Burn tokens to produce value, not points
Tokens are the cognitive fuel for an LLM but much like we wouldn't waste fuel for just anything, their use should be strictly controlled?
Conspicuous Compute
Take a look at the above image of a real leaderboard. They call it “tokenmaxxing.” Engineers and business users are competing to see who can burn the most AI tokens per month. Leaderboards are posted. Bragging rights claimed. Jensen Huang recently said he’d be “deeply alarmed” if a $500K engineer wasn’t burning through $250K in tokens a year.
Read that again. The CEO of the company selling the shovels wants you to dig more holes.
Conspicuous consumption, updated for the cloud era.
The old version: a Russian oligarch bathing in Cristal because he could. Stupid, but at least the champagne was real. The new version: Michael Lee at the top of the leaderboard burning through 5.8 billion tokens because … ok; we don’t know why he did it or what he produced.
There was a time, not long ago, when engineers cared about efficiency. Mainframe operators rationed compute like water in a desert. Every CPU cycle had a cost and a purpose. Then cloud computing arrived and the discipline evaporated. “Scale” became the excuse for waste. And now tokens have completed the transformation. They rebranded compute cycles, gave them a friendly name, and turned profligacy into a personality trait.
Cognitive Surrender’s Cousin
Recently, I wrote about cognitive surrender, the quiet trend of outsourcing judgment to AI. Tokenmaxxing is its financial cousin. One is about surrendering your brain; the other is about surrendering your budget. Both assume that more AI is always better.
Adam Smith saw this coming in 1776. In The Wealth of Nations, buried hundreds of pages past the famous bit about pin factories (as was the Invisible Hand), he warned that when a person’s work is reduced to a few simple operations, he “naturally loses the habit of such exertion, and generally becomes as stupid and ignorant as it is possible for a human creature to become.”
Smith was writing about the division of labor in early factories. Replace “few simple operations” with “prompting an agent to do your thinking” and the sentence doesn’t need updating.
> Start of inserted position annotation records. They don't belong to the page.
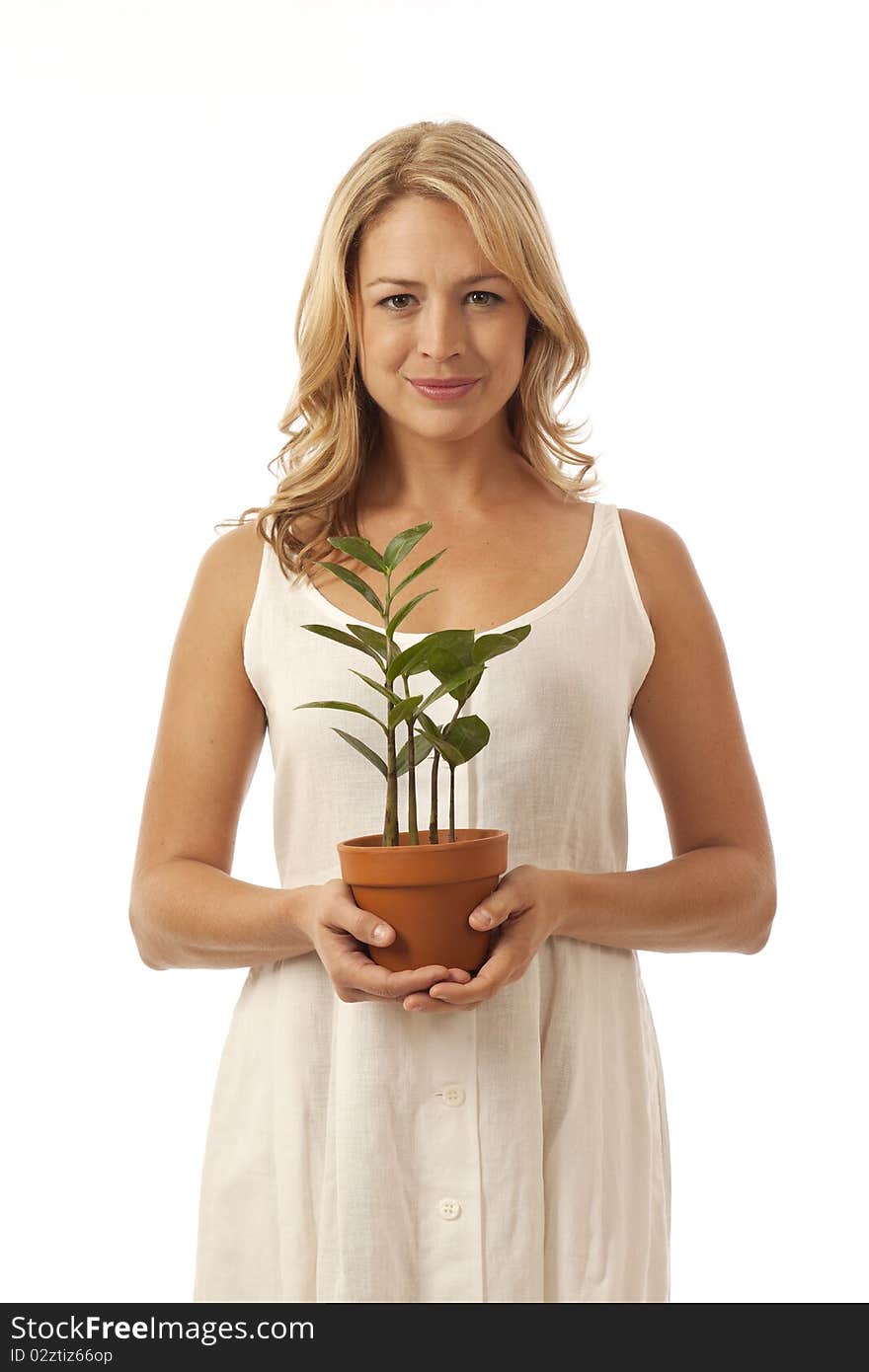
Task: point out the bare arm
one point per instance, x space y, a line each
186 910
718 892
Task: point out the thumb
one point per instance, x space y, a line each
490 911
365 926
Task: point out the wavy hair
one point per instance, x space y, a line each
331 420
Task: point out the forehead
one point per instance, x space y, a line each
421 239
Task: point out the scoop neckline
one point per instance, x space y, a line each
527 618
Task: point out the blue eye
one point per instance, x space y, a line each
386 301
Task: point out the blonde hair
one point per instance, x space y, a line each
324 457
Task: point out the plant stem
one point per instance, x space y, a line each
412 830
433 811
390 820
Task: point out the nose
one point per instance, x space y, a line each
439 330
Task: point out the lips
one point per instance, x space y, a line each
443 390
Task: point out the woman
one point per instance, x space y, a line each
430 1136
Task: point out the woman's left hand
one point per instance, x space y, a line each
523 908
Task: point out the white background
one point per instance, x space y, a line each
166 168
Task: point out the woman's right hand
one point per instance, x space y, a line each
338 932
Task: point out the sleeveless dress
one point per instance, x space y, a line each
513 1153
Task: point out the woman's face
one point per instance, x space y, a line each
456 319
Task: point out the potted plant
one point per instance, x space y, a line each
423 885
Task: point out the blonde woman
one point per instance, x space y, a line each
430 1136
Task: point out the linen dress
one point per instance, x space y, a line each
513 1153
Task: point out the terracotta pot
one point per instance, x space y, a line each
426 892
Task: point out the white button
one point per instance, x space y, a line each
449 1209
452 1095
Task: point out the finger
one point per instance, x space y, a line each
361 925
492 975
486 917
356 969
425 1002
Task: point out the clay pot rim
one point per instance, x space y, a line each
373 843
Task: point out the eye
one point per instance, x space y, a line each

When you stop thinking because the machine thinks for you, you lose the muscle. Both lead to the same place: dependency without understanding.
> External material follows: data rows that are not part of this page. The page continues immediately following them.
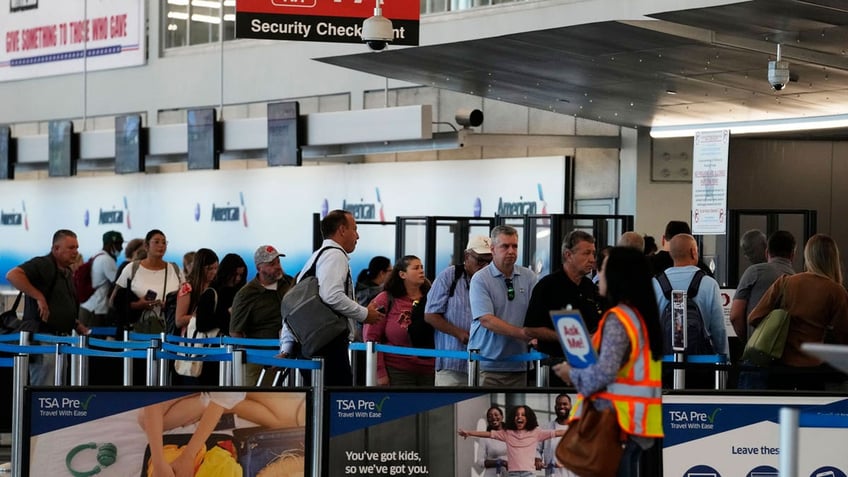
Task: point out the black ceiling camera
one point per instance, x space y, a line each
778 74
377 31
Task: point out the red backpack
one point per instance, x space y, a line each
82 279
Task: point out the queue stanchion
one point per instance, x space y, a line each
721 373
128 362
20 375
227 368
370 364
789 420
164 367
238 367
152 367
679 371
542 374
58 367
79 364
317 410
473 367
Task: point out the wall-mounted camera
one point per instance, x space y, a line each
778 73
377 31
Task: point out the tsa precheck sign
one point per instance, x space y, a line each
735 436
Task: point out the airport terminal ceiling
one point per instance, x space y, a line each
685 67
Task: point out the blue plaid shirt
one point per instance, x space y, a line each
456 310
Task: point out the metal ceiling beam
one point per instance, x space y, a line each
458 140
788 52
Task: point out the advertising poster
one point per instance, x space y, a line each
739 435
54 37
409 433
129 432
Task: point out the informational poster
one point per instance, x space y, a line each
338 21
417 433
739 435
55 37
128 432
726 303
709 182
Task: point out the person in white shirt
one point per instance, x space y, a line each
103 268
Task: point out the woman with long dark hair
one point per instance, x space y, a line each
818 305
199 301
406 288
232 275
627 375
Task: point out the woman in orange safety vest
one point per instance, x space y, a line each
627 374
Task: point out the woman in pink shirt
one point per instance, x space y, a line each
521 435
406 287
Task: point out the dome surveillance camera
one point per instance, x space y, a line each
377 31
778 74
In the movie Idiocracy, the population waters crops with a sports drink because an algorithm told them to. Crops die. Nobody can figure out why. The machines keep running. The humans keep not thinking. The movie set this hundreds of years in the future. They got the premise right but blew the timeline. We’re building that world right now, on a sprint, and celebrating the people who get us there fastest on a token leaderboard.
Nobody Left to Pay
Here’s what keeps getting ignored. The founders of the major AI labs enthusiastically predict the end of white-collar work. They describe a future where lawyers, analysts, consultants, and middle managers are replaced by agents.
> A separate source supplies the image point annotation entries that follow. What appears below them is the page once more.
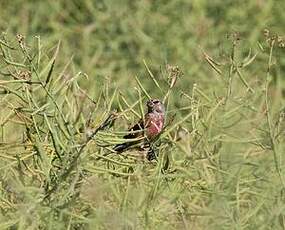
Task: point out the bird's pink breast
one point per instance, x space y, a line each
154 125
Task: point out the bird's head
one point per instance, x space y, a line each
155 105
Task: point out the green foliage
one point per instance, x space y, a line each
80 76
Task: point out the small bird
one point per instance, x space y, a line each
151 126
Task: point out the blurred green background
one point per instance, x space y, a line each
112 38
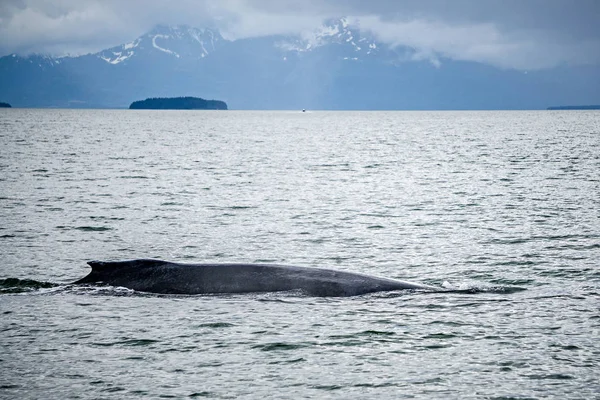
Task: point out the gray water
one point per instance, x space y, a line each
502 205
Uh .. ok. Maybe. But if they’re correct, who pays for the tokens or the energy to create them?
If the white-collar workforce is gutted, who has the income to subscribe to the tools that gutted them? This is the dog catching the car. The entire business model depends on the continued existence of the people the technology claims to eliminate. Agents sell to agents, consuming tokens paid for by budgets that no longer have a revenue source.
There’s also the issue of what happens with the cranky displaced people which hasn’t ended well historically.
The Cerebellum Check
The cerebellum is the part of the brain that controls coordination. Balance. Knowing where your body is in space. The tokenmaxxing crowd is losing something similar: the coordination between spending and value, between capability and judgment, between what the machine can do and what it should do or, more accurately, how we should use it.
Before you celebrate your spot on the top ten list, ask one question: what did those tokens produce that you couldn’t have done with a tenth of them and five minutes of your own thinking?
If you can’t answer that, you might want to revisit not how many tokens you’re producing but why, what is being produced with them, and where is the value. If it’s not commensurate with the cost of the tokens rethink whether being on the leaderboard is a good idea.